Das ist manchmal das Schwierigste oder?

Im Gegenteil. Sobald ich so einen Impuls merke und denke „Nee, das Bild ist doch Quatsch“, dann gibt es eine andere Stimme in mir die sagt: „Gerade deswegen muss ich es jetzt machen!“.

Wie ging es weiter und wie wurde die Fotografie zu einer Berufung?

Weiter ging es mit dem Bau einer Dunkelkammer im Bad unserer WG in Dresden und vielen Ausflügen mit einem Freund Richtung Osten. Am liebsten nach Krakau, wo ich auf der Straße fotografierte. Damals noch in schwarz-weiß. Inspiriert von der klassischen Fotografie der 50er Jahre, wie zum Beispiel Robert Doisneau. Irgendwann war dann klar, dass die erste Ausstellung her musste. Zu fünft und ohne Geld haben wir uns einen geeigneten Raum und Sponsoren gesucht. Danach folgten weitere kleinere Ausstellungen, bis ich 2004 mein Studium der Verfahrenstechnik beendete und in die Eifel zog, um in einem Spanplattenwerk zu arbeiten. Das bedeutete zehn Stunden lang drinnen, ohne viel Licht. Am Wochenende merkte ich die Einsamkeit, die in mir steckte, so isoliert auf dem Dorf. In diesem Moment habe ich wieder fotografiert, in Farbe und mit einer Digitalkamera. In diesen Bildern fand ich mich viel mehr, als in den vorangegangenen Bildern wieder. Sicherlich aus dem Gefühl der Entwurzelung heraus und um der Spießigkeit, die mir begegnete, etwas entgegensetzen. So eine Art Rebellion in mir. Später ging ich zu verschiedenen Experten-Reviews. Bei einer dieser Reviews empfahl mir Markus Schaden einen Workshop bei Wolfang Zurborn. Das war eine Art Durchbruch.

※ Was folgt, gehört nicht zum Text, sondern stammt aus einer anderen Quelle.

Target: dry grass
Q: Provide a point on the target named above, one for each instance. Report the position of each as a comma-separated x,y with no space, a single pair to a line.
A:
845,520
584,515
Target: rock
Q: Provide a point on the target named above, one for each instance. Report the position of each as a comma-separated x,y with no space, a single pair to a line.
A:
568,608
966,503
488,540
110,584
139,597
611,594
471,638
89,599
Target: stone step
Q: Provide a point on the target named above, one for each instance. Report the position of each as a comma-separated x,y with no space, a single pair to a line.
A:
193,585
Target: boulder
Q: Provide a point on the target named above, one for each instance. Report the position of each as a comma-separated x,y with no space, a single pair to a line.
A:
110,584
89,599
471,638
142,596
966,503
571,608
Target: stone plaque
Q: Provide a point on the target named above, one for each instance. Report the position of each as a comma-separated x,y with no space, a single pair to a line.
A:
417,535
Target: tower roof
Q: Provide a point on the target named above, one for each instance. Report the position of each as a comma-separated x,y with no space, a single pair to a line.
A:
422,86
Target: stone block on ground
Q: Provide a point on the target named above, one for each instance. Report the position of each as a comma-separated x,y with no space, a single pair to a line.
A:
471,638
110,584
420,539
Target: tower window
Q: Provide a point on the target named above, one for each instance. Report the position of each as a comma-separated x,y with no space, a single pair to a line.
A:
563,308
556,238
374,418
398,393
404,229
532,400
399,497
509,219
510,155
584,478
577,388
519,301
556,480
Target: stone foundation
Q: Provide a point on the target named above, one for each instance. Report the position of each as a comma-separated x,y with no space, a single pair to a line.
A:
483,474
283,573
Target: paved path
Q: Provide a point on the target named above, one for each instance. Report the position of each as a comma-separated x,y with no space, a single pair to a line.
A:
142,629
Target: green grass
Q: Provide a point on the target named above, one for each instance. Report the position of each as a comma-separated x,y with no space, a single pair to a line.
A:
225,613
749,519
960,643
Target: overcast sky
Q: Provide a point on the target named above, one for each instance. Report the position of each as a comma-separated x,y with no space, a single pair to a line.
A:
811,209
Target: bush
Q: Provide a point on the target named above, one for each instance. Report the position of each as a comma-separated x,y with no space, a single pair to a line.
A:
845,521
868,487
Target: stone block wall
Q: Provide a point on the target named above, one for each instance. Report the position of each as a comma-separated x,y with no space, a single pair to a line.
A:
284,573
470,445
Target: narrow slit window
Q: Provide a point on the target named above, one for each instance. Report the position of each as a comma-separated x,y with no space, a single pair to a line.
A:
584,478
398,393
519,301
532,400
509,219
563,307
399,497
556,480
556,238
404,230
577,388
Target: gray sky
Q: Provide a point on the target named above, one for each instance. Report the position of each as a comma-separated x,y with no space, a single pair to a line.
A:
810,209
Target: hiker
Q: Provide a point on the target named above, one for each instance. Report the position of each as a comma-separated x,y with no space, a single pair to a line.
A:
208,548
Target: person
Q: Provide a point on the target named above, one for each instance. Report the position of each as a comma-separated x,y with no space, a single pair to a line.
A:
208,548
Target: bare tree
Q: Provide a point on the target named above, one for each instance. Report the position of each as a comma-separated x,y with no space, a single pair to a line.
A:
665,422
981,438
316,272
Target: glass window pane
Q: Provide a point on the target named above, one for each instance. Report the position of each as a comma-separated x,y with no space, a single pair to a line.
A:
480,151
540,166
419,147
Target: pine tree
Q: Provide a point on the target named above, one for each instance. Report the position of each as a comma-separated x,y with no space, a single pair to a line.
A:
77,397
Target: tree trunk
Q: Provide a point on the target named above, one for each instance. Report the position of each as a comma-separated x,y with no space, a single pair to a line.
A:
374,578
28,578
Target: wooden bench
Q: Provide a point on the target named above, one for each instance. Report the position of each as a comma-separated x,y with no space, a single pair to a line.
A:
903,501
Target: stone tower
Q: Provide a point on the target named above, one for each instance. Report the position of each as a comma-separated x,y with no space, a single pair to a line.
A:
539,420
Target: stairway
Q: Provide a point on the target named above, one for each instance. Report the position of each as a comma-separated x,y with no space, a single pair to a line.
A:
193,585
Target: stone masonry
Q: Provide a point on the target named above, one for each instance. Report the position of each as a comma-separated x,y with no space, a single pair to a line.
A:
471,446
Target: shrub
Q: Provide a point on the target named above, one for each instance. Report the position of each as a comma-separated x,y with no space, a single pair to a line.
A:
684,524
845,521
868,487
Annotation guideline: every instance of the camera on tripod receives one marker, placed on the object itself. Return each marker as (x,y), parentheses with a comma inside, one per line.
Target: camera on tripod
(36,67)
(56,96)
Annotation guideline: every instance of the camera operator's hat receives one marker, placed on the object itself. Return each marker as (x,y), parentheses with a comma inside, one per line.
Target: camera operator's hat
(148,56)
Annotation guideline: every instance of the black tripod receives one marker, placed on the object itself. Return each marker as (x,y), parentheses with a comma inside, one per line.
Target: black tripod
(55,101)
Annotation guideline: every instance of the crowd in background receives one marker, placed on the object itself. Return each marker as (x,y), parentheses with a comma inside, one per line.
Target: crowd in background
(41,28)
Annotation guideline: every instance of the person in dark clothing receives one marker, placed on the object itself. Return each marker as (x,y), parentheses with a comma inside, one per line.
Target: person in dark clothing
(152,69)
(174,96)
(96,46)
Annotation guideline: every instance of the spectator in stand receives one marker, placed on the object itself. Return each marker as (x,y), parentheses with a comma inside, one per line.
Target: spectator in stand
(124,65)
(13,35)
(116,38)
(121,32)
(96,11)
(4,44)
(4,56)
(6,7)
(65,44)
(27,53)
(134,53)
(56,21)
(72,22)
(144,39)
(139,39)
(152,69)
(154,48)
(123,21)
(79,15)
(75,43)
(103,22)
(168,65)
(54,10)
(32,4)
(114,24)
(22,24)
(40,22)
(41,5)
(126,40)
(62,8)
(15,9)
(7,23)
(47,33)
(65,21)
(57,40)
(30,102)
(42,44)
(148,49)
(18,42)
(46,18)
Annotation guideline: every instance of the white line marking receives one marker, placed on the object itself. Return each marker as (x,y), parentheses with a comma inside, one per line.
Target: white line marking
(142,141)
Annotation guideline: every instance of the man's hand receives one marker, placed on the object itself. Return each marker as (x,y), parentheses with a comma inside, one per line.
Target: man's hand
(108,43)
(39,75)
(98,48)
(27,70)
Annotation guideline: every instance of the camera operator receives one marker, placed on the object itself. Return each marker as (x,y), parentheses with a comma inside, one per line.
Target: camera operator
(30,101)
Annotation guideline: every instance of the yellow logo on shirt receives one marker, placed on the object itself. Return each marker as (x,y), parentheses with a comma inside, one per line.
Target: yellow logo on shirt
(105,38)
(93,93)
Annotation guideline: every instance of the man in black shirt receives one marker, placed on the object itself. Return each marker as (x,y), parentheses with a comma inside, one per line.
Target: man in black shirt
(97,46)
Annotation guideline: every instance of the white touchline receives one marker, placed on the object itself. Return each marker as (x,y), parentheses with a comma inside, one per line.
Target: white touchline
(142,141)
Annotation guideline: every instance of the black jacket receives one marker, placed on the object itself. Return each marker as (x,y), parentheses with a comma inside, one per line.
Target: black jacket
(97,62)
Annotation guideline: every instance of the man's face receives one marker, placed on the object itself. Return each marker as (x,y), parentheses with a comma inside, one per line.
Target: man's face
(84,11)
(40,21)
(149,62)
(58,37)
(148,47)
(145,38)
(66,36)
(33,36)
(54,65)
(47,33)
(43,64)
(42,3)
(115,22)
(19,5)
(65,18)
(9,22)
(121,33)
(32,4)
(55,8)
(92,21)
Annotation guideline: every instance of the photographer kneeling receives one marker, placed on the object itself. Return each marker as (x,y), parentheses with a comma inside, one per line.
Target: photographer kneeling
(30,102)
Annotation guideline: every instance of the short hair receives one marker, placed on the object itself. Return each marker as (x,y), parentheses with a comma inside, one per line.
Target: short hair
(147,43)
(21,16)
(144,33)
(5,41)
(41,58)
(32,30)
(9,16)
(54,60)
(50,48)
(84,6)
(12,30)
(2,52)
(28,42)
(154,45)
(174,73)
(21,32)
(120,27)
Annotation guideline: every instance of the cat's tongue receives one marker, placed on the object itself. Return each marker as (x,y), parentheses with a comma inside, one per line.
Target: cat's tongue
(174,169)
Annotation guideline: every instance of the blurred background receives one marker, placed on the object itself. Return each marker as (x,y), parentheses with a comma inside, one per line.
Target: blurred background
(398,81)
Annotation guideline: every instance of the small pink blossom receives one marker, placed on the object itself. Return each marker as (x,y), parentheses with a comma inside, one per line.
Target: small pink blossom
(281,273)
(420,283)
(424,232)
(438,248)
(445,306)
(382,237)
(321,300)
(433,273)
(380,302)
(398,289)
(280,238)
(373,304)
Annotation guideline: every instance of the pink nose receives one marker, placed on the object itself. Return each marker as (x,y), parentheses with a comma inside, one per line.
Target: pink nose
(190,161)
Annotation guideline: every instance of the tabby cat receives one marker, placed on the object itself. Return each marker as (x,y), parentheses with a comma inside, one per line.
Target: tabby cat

Würdest du jungen Fotografen empfehlen Workshops zu besuchen?

Unbedingt! Aber es ist natürlich auch eine Frage, wie die finanziellen Möglichkeiten sind. Der Vorteil ist, dass ein Workshop immer intensiv ist und man sich seine Lehrer aussuchen kann. Jedoch sollte man ihn nicht als Einbahnstraße sehen, sondern in viele verschiedene Richtungen denken.

Ich bin damit aufgewachsen das Kleine zu schätzen und nicht immer nach dem Großen zu schauen. In Details steckt oftmals so viel drin, dass sie etwas über den größeren Rahmen, also unsere Gesellschaft und Zeit, Preis geben.

Wovon handeln deine Bilder?

Von der Möglichkeit eigentlich überall etwas entdecken zu können und genauer hinzuschauen. Und zwar nicht nur in die eine Richtung, die andere einem vielleicht vorgeben, sondern es geht darum den Blick zu entwickeln und selbst zu staunen. Ich mag Dinge zu entdecken und vielleicht auch nicht nur das zu fotografieren, was da ist, sondern mich selbst einzubringen. Gleichzeitig erzählen meine Bilder auch davon, wie wir Menschen unsere Umwelt gestalten oder mit ihr umgehen. Hauptsächlich im urbanen Raum. Ich bin damit aufgewachsen das Kleine zu schätzen und nicht immer nach dem Großen zu schauen. In Details steckt oftmals so viel drin, dass sie etwas über den größeren Rahmen, also unsere Gesellschaft und Zeit, Preis geben.

Wieviel Ironie und wieviel Ernst steckt in deinen Bildern?

Da ich viel fotografiere, sind meine Fotos erst einmal einer sehr starken Auswahl unterworfen. Wenn ich dann ein Bild, wirklich auch als Bild definiere, weil es mich auf eine gewisse Art und Weise anspricht, dann nehme ich es sehr ernst. Anstatt Ironie würde ich eher sagen, dass meine Bilder teilweise etwas Absurdes haben, indem ich Dinge oder Objekte von ihrer Umgebung, den Situationen oder Personen isoliere. Auf diese Weise bekommen sie ihr Eigenleben und das wirkt manchmal beinahe surreal. Ironie vielleicht in dem Sinne, dass ich teilweise über einiges schmunzeln muss. Auf keinen Fall steckt dahinter jedoch Sarkasmus. Ich möchte den Menschen mit Achtung begegnen.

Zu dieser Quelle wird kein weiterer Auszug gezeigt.